11.03.2025 Kita Sotaro

Four psychological foundations of human language

Abstract: I will discuss four psychological foundations of human language. First, human language consists of two qualitatively different meaning encoding systems that are tightly linked with each other.  One is a propositional system that encodes meaning with a linear combination of discrete meaning bearing units (e.g., words). The other is an imagistic system that encodes meaning based on similarity and spatial contingency (e.g., iconic and pointing gesture). The two systems are interlinked with each other. For example, grammatical structures of languages are closely coupled with the way iconic gestures represent motion events.  Second, the linear and discrete encoding scheme for the propositional system is developmentally resilient.  For example, features like linear and segmented structure, discrete form units and duality of patterning all emerge in sign/gesture communication systems of deaf children with minimal conventional language input (signers of Nicaraguan Sign Language, Home Signers). Third, the meaning encoding systems transcends sensory modality. The flexibility between spoken and signed languages is a clear example. Even, the imagistic system encodes meaning that transcends sensory modalities. For example, sound symbolic words derive meaning from two converging similarity mappings: acoustics-to-referent similarity and articulation-to-referent similarity. The evidence for this comes from sound symbolic judgement by orally trained Deaf individuals.

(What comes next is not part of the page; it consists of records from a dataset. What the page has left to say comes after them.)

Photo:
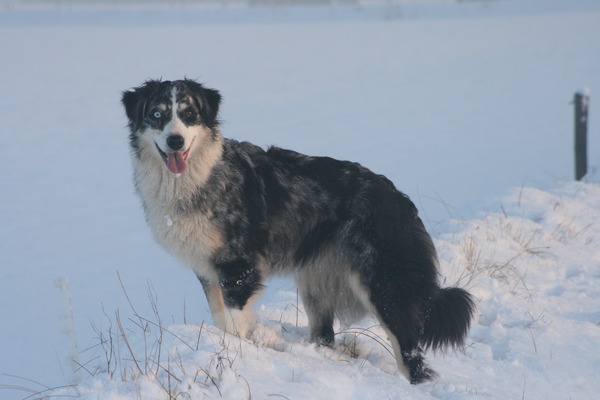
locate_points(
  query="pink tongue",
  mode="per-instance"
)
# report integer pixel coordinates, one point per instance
(175, 163)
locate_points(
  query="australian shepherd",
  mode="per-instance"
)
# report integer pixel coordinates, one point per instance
(237, 214)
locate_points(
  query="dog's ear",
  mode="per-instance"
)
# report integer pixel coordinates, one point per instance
(134, 102)
(208, 100)
(134, 108)
(211, 100)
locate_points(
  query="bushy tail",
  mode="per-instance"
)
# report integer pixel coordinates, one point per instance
(448, 320)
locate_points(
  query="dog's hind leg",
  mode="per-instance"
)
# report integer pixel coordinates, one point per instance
(402, 322)
(318, 310)
(214, 296)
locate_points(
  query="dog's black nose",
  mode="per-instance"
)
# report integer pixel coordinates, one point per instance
(175, 142)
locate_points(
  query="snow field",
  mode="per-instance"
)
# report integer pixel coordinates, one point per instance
(534, 267)
(455, 103)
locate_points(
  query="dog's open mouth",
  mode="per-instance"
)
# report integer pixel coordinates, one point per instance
(176, 161)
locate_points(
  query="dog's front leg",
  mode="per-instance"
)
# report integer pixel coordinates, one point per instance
(240, 283)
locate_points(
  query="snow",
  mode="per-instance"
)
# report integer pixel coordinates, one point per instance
(465, 106)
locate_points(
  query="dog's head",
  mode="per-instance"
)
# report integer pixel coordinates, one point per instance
(175, 116)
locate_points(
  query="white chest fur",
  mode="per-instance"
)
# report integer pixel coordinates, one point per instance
(188, 234)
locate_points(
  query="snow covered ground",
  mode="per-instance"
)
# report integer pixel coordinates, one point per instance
(458, 103)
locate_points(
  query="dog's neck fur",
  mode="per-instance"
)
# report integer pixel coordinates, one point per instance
(164, 191)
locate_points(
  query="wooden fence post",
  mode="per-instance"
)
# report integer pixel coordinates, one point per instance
(582, 101)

Fourth, humans can rapidly create a symbol that are communicatively efficient. For example, when hearing speakers create "silent gestures" to represent concepts (e.g., 'apple'), they can take a perspective of comprehenders and create easily understandable gestures within seconds. In conclusion, human language is a resilient and adaptive system grounded in both propositional and imagistic representation systems to communicate a broad range of messages in an efficient way.